Myths About Affiliate Marketing You Should Know
There are lots of myths out there surrounding affiliate marketing, and these can frequently cause brands/businesses to pass on these kinds of programs. It’s important you understand some of these myths so you can make the correct decisions for the future growth of your business.
Whether you’re the brand manager at a Fortune 100 brand or the marketing director/everything else at a startup, setting up a solid affiliate program can open a revenue avenue without much of the hassle usually associated with setting up new marketing initiatives.
1. Affiliate systems are quick and easy to manage
An affiliate marketing program is a lot of work, and in most situations, there’s a lot of competition so you’re not going to be bringing in money immediately. Business owners and entrepreneurs suppose that all you need to do is setup a site and choose an affiliate to associate with and then just let it run its course. But according to Three Ladders Marketing, only 0.6% of affiliate marketers surveyed have been in the game since 2013. That means that affiliate marketing takes time and effort to build and make money.

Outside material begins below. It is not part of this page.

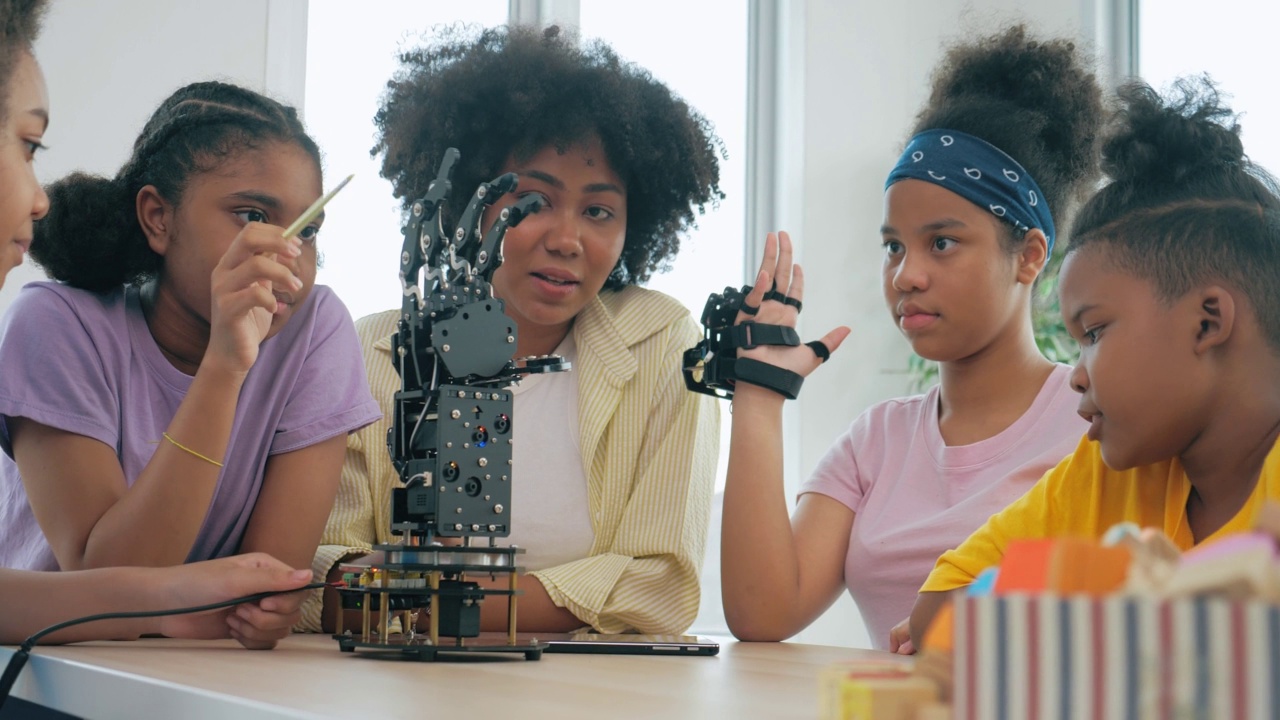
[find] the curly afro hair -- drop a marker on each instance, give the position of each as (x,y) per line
(1036,100)
(19,24)
(1184,205)
(508,92)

The affiliate marketing business relies on fostering relationships. You foster these relationships by:
*Bringing the right partners into your program
*Seeking out better and more efficient partnerships
*Updating your content regularly to keep things new and fresh.
An affiliate program is only going to help bring traffic to your website or business; you are in charge of turning that traffic into conversions.
2. You need to work in a very popular and lucrative niche to make affiliate marketing work for your business.
A lot of companies do not even bother trying an affiliate marketing program because they think their market is too little. Some companies will try and break into bigger niches even if they don’t have any interest in the market niche.
It is true that popular niches do better with affiliate marketing, but that doesn’t mean you do not have a chance at success. Stay in line with the goals and mission statement of your company and find affiliates who understand the relevance of working in a market where you are comfortable.
3. Affiliate marketing is a strategy of yesterday
Due to Google’s new algorithms for SEO, link building is becoming outdated which can discourage affiliate activity. Even if this is the case, there are many new ways to use SEO and build your brand.
You might come across a couple of link problems with Google if you are not managing your program, but for the most part the entire notion of affiliate marketing still makes sense to Google –it offers another relevant and related resource to consumers.
4. Success in affiliate marketing comes from getting your product on as many sites as possible
The best way to think about affiliate marketing is quality over quantity. There are a lot of small websites that will promote your product, but the key is finding a small number of partners that will deliver conversions. For example, an equity management services firm has over 20,000 affiliates in its system, but only about 25 affiliates generate 85 percent of revenue.
The real deliverables will be dependent on locating the right affiliates, big or small, which drive results. According to the same study done by Three Ladders Marketing, the most traffic for affiliates were driven by SEO, 79% and social media, 60%.
Although studies show that affiliate marketing isn’t easy, as you remember to foster relationships, focus on your niche, focus on a few key affiliates, and create a system that generates performance for both the advertiser and the affiliate you can drive profit and conversions for your small business.
There are caution flags, however, when it comes to affiliate marketing. In a piece late last year, Affiliate Theft Could Be Costing You Millions, Forbes contributor Jabez LeBret wrote of unscrupulous affiliate marketers’ tactics which cost brands and businesses millions of dollars every year.
LeBret adds that affiliate theft”…could be preventing you (brands/businesses) from beating profit expectations while making it difficult for you to properly allocate your marketing budget to programs that are working.